PhyInformR

Overview

This part focuses on visualization.

We anticipate this to be an area of rapid growth so please check back often for new ways to visualize these metrics.

Also, if you develop a new way to view these data please let us know and we will gladly post the code and link(s) to your manuscript(s)



First steps

The quantitative framework of quartet internode calculations lends itself wonderfully to the development of new ways to visualize information in a given dataset.

This section highlights graphics from a few recent publications

Hwang et al. 2015 depicted QIRP across an entire tree by plotting the QIRP of a marker for each node simultaneously. This plot can be drawn by providing a tree, rate vector, and state space as in section 3. For this example, we will use a single tree from Near et al. 2014 along with site rates from the same study 
library(ape) 
								trees<-read.tree(system.file("extdata","polypterus_trees.phy",package="PhyInformR"))
								rate_vector<-as.matrix(rag1)
								bichir_tree <-trees[[1]]
								PlotTreeSI(bichir_tree,rate_vector,3)

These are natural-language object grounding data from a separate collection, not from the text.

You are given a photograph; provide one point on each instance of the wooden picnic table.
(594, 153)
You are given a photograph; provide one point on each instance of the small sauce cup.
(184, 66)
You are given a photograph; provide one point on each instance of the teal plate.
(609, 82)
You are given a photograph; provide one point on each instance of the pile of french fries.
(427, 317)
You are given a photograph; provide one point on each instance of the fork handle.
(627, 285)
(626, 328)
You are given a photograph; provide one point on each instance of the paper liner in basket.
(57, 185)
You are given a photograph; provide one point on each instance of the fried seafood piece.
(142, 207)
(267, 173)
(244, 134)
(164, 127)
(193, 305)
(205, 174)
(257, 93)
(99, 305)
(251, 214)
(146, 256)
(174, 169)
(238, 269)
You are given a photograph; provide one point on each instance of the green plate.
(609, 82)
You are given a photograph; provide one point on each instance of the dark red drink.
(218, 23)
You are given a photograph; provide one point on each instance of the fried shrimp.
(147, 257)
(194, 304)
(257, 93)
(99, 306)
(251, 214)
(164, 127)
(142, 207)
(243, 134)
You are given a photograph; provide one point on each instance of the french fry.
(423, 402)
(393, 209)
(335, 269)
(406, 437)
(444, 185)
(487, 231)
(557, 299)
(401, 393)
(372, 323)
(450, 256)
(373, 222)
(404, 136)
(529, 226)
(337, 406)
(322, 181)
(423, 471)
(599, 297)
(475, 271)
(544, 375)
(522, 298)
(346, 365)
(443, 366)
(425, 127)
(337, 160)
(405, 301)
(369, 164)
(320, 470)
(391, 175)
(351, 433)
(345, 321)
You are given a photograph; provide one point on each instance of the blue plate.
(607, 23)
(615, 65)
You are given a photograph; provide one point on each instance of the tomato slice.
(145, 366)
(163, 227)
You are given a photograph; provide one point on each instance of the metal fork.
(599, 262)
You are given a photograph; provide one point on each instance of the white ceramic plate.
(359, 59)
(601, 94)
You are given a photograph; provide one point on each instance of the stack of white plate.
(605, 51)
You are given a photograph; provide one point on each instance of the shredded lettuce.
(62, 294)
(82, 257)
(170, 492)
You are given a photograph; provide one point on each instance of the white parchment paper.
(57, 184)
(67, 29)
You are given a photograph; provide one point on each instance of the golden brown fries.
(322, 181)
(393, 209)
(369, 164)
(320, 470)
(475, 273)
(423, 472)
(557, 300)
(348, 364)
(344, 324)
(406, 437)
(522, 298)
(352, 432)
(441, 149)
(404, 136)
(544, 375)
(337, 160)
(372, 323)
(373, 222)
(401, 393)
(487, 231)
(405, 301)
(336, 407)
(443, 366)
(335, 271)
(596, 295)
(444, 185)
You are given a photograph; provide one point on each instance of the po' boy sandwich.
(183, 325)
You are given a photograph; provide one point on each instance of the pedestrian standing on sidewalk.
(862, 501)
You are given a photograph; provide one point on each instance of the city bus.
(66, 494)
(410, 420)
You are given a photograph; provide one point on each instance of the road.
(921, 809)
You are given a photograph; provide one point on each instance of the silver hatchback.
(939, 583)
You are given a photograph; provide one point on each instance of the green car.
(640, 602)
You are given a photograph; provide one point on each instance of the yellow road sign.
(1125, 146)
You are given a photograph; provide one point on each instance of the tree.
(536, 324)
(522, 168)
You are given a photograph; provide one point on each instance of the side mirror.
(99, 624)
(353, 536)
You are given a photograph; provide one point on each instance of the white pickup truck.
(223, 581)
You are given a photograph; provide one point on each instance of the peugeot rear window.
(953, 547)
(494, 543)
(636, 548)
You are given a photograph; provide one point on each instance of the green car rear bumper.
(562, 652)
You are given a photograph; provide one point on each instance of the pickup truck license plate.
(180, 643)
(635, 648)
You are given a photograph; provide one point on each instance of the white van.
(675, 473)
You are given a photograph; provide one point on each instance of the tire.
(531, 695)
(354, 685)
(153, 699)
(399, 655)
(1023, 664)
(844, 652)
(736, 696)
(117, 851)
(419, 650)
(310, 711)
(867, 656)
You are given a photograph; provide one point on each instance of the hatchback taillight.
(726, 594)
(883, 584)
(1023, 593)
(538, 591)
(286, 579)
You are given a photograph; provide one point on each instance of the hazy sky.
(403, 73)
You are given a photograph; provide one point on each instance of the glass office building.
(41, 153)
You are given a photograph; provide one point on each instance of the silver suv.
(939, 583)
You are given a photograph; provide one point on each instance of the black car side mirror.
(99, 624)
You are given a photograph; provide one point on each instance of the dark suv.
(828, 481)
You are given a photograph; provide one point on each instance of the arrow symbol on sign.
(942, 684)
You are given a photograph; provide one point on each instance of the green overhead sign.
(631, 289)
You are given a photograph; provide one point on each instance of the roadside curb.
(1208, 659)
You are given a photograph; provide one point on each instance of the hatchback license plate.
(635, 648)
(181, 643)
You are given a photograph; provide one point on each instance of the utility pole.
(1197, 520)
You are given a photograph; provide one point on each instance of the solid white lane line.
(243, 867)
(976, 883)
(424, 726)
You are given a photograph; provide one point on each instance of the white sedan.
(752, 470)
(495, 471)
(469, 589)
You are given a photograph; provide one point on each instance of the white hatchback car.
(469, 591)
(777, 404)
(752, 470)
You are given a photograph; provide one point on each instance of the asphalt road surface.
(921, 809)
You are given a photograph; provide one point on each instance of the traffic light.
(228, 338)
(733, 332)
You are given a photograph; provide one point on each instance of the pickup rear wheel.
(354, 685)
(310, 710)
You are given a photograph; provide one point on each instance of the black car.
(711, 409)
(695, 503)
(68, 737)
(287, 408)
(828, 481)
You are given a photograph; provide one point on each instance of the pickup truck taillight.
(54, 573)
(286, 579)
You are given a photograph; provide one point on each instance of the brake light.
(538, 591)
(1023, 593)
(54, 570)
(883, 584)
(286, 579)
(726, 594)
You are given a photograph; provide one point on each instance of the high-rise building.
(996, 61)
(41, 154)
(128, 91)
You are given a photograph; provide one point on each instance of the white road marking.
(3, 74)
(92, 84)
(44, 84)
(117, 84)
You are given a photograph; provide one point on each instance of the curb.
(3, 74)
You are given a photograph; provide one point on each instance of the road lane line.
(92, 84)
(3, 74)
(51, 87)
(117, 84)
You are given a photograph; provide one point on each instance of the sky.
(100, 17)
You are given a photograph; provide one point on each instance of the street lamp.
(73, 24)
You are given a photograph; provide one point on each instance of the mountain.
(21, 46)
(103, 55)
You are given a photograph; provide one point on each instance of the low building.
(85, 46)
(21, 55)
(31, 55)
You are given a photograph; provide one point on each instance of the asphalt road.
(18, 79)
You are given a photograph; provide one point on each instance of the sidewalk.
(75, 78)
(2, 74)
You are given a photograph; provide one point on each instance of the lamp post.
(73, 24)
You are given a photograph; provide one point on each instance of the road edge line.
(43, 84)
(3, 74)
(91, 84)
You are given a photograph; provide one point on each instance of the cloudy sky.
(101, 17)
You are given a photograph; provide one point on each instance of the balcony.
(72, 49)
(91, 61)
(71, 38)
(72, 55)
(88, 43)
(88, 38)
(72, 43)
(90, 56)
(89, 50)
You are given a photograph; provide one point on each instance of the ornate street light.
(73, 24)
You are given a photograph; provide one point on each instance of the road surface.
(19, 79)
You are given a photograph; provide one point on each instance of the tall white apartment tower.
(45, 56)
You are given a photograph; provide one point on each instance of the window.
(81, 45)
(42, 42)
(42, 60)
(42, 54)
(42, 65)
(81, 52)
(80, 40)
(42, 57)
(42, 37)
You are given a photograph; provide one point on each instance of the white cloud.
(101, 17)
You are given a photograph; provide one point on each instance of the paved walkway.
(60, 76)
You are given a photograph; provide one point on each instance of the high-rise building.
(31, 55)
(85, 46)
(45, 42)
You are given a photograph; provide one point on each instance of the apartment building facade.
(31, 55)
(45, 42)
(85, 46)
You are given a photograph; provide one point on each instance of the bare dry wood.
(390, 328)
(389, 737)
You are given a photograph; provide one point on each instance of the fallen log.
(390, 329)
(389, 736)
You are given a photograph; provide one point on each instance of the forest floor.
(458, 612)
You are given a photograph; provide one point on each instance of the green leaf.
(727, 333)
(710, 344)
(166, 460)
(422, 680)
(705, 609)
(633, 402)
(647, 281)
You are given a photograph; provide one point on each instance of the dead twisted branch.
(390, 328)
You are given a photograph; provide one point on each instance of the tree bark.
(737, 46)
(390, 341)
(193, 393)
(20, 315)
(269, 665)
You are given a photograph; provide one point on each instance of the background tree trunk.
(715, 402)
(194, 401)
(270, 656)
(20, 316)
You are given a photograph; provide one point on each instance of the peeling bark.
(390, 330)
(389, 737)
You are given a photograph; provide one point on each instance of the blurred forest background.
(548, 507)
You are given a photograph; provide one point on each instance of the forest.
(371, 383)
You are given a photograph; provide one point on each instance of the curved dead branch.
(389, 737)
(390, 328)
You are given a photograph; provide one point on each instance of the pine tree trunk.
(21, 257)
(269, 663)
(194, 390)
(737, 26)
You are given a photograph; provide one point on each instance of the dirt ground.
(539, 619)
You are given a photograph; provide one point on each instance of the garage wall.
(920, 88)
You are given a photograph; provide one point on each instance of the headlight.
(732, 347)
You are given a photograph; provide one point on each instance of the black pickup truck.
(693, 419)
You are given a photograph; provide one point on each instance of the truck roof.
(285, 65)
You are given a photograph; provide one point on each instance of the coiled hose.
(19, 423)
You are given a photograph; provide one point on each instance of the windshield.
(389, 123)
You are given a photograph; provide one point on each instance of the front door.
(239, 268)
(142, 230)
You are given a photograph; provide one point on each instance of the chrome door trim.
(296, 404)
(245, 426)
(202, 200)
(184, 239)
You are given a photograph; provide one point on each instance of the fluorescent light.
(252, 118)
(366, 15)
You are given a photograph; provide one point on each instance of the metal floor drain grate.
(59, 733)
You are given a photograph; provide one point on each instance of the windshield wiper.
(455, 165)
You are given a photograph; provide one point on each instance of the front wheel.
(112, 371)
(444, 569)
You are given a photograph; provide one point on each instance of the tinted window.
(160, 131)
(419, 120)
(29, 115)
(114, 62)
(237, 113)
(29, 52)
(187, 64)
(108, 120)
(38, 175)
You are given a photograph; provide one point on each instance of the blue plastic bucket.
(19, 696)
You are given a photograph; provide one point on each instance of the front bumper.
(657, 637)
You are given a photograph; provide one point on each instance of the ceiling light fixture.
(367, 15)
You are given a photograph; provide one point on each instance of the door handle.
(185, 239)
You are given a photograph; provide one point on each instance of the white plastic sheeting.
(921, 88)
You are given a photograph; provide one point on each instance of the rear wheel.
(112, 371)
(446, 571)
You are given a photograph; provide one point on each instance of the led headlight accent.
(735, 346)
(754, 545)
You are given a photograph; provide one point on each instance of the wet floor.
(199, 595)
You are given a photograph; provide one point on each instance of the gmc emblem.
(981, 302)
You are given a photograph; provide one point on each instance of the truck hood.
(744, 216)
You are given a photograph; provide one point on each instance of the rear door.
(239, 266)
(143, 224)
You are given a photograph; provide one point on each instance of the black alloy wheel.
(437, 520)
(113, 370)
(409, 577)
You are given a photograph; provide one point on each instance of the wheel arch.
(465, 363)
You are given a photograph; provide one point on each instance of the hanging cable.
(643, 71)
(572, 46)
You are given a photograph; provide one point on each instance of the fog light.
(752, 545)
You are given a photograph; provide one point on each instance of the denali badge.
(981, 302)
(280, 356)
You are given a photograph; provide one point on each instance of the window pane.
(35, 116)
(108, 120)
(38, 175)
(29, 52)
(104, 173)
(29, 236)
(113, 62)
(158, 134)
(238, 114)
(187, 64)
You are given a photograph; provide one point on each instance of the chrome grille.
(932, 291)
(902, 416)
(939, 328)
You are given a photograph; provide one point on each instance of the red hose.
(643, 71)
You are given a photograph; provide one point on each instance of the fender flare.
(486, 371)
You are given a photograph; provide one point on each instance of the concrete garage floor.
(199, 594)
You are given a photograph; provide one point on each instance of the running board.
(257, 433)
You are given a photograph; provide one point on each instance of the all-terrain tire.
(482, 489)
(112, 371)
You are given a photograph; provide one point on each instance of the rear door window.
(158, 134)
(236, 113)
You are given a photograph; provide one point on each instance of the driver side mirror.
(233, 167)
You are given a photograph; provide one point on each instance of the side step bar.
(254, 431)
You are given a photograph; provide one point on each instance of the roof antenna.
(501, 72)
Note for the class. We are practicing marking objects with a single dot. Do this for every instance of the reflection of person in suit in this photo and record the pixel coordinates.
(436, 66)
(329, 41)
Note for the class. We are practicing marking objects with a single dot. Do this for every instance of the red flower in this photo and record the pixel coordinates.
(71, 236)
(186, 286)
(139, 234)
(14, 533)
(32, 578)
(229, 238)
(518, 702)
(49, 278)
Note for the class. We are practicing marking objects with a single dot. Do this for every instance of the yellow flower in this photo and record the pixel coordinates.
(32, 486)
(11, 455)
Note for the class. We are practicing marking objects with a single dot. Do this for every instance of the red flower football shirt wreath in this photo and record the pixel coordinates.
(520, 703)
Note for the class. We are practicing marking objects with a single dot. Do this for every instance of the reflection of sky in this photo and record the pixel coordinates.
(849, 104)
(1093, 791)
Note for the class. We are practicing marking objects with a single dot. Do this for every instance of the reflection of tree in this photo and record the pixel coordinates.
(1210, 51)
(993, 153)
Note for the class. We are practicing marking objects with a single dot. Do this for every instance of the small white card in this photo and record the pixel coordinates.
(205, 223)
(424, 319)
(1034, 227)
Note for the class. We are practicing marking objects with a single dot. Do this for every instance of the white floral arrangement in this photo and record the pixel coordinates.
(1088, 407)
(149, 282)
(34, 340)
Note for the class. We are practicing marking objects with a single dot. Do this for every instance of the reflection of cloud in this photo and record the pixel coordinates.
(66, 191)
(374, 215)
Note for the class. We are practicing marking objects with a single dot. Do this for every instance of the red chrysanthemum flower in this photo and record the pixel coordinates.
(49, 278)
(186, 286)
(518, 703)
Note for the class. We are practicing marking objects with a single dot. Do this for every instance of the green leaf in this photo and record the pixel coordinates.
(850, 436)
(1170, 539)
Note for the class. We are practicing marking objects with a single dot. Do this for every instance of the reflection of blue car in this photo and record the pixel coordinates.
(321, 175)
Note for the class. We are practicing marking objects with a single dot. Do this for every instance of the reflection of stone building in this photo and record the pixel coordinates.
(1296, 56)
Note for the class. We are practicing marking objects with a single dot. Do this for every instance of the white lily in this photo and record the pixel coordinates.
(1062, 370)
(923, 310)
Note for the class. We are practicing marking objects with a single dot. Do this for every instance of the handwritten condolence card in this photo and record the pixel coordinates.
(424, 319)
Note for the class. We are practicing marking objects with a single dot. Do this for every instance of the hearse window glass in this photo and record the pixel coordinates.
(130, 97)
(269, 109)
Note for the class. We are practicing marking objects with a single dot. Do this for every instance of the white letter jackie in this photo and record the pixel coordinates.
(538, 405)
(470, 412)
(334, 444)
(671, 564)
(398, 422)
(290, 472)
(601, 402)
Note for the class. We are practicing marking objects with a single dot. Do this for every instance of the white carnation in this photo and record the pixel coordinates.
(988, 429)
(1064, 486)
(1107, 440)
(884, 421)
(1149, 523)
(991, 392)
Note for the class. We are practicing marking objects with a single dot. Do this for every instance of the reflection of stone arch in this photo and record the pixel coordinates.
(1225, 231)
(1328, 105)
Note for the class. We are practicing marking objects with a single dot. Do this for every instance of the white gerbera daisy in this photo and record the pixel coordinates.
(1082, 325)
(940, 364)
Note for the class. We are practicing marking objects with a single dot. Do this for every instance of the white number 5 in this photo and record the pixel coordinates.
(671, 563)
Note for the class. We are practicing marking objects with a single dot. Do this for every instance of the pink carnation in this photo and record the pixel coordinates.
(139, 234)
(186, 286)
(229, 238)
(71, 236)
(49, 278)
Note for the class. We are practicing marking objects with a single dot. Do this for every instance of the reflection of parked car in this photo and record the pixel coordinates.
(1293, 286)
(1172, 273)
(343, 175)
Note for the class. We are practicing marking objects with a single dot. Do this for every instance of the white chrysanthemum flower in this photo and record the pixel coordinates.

Here the branch lengths (x axis, time) and the blue lines (y axis, QIRP) match up.
We can see that a similar trend to the one at the end of the previous section:

Short internodes have lower QIRP and are more likely to be predicted to be either impacted by homoplasy or contain little information

Here is another example based on fungal data illustrating this general point that uses this approach

This approach to visualization can be quite handy when comparing markers, so leave this graphics window open for now QIRPAcrossTree.png
Visualizing Experimental Design

Say we are interested choosing a new marker to sequence for bichirs.

We can compare the predicted utility of rag1 to candidate markers using this plotting method. In this example we will compare rag1 with the first locus from Prum et al. 2015 We'll start by isolating the locus 
candidate.locus<-as.matrix(prumetalrates[1:1594])
Now we can compare to the above plot as follows 
Plot.Another.TreeSI(bichir_tree, candidate.locus,3,col="red",type=3)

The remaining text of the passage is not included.